The resources on the HPC are effectively divided into different partitions that are available to different users. In addition to the partitions that are listed in the RSPH HPC Guide (e.g., the day-long and week-long partitions), here are two that you will typically use for your jobs:

epimodel: we currently have 10 32-core nodes with priority access for our EpiModel lab. It is rare that all 10 nodes will be in use, so this should be your starting choice for a partition unless the queue for it is large.
preemptable: these are nodes "owned" by other research groups but which are available to us if those owners are not currently using them. There are approximately 40 nodes in this category. The caveat here is that if a node owner starts a job, you will get booted. If running a batch job, this is not a huge concern as the job will get requeued and restarted. Because of this, this partition should be your second choice in the case that the epimodel partition is full.

You can check whether the epimodel partition is full with:

squeue -p epimodel

This will show all the current jobs on the queue. If the number of jobs is larger than 10, you will see pending jobs that are waiting. In that case, you might submit a job to the preemptable queue.

Starting R on the epimodel partition

The core Slurm command start an interactive compute job is srun. It is used like this:

srun --cpus-per-task=32 -p epimodel --time=24:00:00 --mem=0 --pty /bin/bash

This asks Slurm to: start one new job, with 32 cores available (all nodes have up to 32 cores), on the epimodel partition, with a maximum run time (wall time) of 24 hours, with all available memory on the node, and to start up an interactive session.

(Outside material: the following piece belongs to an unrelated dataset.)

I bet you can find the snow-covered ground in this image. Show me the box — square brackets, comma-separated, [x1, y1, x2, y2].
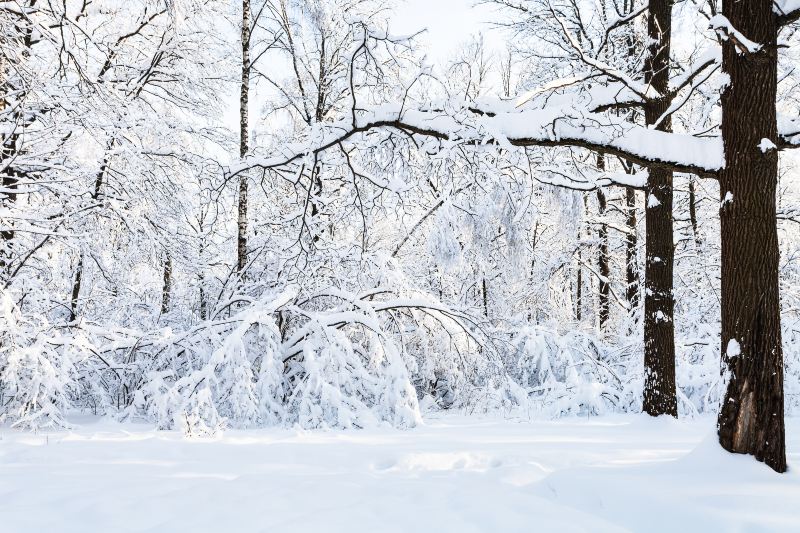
[1, 414, 798, 532]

You will use that exact syntax every time, with the exception of changing the partition or wall time. When running on the preemptable, you might consider lowering the wall time to something that more closely matches your expected use time (that could speed up how quickly a node is available). There are few times that you would want to use less than the full number of cores per job, but you could lower it down to 1 if you are not running any parallel code.

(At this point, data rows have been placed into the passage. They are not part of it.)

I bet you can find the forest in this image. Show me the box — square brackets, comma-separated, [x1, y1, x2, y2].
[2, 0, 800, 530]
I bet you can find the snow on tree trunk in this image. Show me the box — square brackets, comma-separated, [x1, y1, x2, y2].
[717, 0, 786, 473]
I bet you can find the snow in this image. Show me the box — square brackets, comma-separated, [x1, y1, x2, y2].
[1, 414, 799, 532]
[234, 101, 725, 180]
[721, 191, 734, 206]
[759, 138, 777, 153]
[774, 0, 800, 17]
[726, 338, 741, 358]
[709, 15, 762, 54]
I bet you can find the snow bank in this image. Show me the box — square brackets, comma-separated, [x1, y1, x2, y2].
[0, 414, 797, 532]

You will see once the interactive srun has been complete something like this:

[sjennes@clogin01 ~]$ srun --cpus-per-task=32 -p preemptable --time=24:00:00 --mem=0 --pty /bin/bash
srun: job 4358478 queued and waiting for resources
srun: job 4358478 has been allocated resources
[sjennes@node26 ~]$

Slurm has found you a node and your interactive job is ready to go. Node the command prompt changed to your node number.

Installing R Packages

Once you have started an interactive R session, you can then load R and start doing more computational tasks with it. To test this out, I recommended just installing EpiModel and all of its dependent packages. Remember that you are working with Spack, so you first need to load Spack before loading R:

lspack
spack load [email protected]

And then within R:

install.packages("EpiModel")

With that you can run other code you have been running locally on the HPC, but use the full 32 cores and ~190GB of memory on a node. Enjoy! Note also a good place to get started with a project here after you cloned your project repository, if you are using the renv R package manager, is to get that environment set up with renv::init() on the HPC to install all the specific packages you need (you may need to manually install renv inself first with install.packages("renv").